Most artists would rather let their work speak for itself rather than talk about their work. That adage is apparent in the 1971 documentary "Directed by John Ford." By the time Peter Bogdanovich inserts footage of the director himself (not others talking about him), John Ford's responses are terse with a combination of impatience and disgust.
Bogdanovich started filming interviews years ago with Ford film regulars John Wayne, Jimmy Stewart and Henry Fonda and at times it feels like you're watching home movies of relatives remembering Grampa. The problem with that approach is that unless you're a member of the "family," home movies become tedious very quickly. Perhaps that's why Bogdanovich inserted new material in 2006 featuring admiring "stepchildren" to the master - directors Steven Spielberg, Martin Scorsese and Clint Eastwood - in the hope that more memories might provide more interest.
Watching "Directed by John Ford" will trigger all kinds of memories of the great films Ford directed: "The Grapes of Wrath," "Stagecoach," "The Searchers," "The Quiet Man," "How Green Was My Valley."
The best way to appreciate one of America's premier directors is to watch his work. Skip the home movie and rent one of John Ford's classics.
There are so many events happening in the world that we never hear about because of the media's obsession with missing children, dead celebrities or weather disasters. Not that all of those topics aren't of interest on some level, but where can in-depth stories be found that actually touch our lives on some level?
Luckily, there are documentary filmmakers in the world who realize that by choosing this arena of the business the likelihood of fame and fortune is slim to none and yet they still pursue important issues.
Scott Hamilton Kennedy wrote and directed the 2008 release of "The Garden." After the 1992 Los Angeles riots, a 14-acre parcel of land in South Central was purchased and dedicated to establishing a community garden. Through the years the plots were divided among a large number of families, primarily Latino, to grow vegetables for their own use. Snap peas, avocados, zucchinis, tomatoes, papayas - dozens of different kinds of fruits and vegetables flourished in the inner city because of the tender care given the garden.
But shady politics and personal greed surfaced in 2003 and eviction notices appeared. The community united to fight for their gardens and their legal battles became a matter of interest in the news.
As land use is an issue everywhere, whether in a large metropolis in Southern California or a small Northwest community, a movie like "The Garden" demonstrates the battles that are fought and sometimes lost in growing communities.
HIDDEN GEM/FIRST WORK
"A Little Romance"
Thirty years ago, a 14-year-old Diane Lane made her film debut with Laurence Olivier, one of the most respected actors in the world. Also, debuting in the film was Thelonious Bernard, a 15-year-old French boy. The two youngsters were perhaps too naïve to be intimidated by Olivier's presence and "A Little Romance" blossoms in Europe when this unusual threesome unite.

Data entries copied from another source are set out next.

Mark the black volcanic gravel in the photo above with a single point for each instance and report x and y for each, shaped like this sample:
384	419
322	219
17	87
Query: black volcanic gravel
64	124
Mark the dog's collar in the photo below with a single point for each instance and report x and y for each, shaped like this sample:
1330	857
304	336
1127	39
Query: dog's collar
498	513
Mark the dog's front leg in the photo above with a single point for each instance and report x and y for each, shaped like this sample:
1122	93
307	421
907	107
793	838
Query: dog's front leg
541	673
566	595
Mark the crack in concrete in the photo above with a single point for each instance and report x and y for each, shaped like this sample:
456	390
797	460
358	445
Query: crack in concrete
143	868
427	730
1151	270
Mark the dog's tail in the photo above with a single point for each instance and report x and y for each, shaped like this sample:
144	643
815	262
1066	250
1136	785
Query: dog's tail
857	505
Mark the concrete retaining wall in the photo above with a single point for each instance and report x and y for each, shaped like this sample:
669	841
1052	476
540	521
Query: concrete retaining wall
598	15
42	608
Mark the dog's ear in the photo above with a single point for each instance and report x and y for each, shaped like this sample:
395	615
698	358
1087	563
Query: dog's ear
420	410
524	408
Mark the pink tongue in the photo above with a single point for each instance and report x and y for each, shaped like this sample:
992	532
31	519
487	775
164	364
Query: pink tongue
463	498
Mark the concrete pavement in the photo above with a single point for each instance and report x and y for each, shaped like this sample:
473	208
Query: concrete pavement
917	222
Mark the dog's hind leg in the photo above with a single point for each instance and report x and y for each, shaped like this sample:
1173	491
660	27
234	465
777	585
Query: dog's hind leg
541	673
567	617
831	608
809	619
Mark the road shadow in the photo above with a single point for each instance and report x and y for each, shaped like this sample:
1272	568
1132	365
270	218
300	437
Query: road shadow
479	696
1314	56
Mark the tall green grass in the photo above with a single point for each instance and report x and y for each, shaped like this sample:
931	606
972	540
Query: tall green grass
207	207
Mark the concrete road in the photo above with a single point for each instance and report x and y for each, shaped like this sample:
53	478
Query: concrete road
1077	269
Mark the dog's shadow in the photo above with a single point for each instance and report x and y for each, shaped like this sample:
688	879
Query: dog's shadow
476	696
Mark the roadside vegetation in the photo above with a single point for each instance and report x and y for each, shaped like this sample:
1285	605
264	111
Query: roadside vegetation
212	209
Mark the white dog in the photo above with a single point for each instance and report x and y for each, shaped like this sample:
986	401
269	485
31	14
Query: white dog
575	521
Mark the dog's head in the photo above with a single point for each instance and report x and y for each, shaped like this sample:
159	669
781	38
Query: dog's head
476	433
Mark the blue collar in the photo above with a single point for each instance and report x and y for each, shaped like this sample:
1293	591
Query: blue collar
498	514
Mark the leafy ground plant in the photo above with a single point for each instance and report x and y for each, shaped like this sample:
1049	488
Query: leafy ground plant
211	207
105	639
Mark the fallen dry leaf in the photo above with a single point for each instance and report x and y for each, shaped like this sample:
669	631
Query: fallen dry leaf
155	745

Lauren (Lane) is a brilliant and bored American student in Paris with a self-absorbed mother (Sally Kellerman) and a preoccupied, but loving, stepfather (Arthur Hill). Their wealthy surroundings are a far cry from the life the equally brilliant Daniel (Bernard) leads, taking care of his crusty, widowed father. His fascination with American movies adds to the chance meeting of the two teenagers and their plight for happiness is abetted by a gentlemanly grifter, Julius (Olivier).
George Roy Hill directs this delightful holiday of young love. Filmed entirely on location in Paris and Venice, with a lilting score by Georges Delerue, "A Little Romance" is appropriately titled.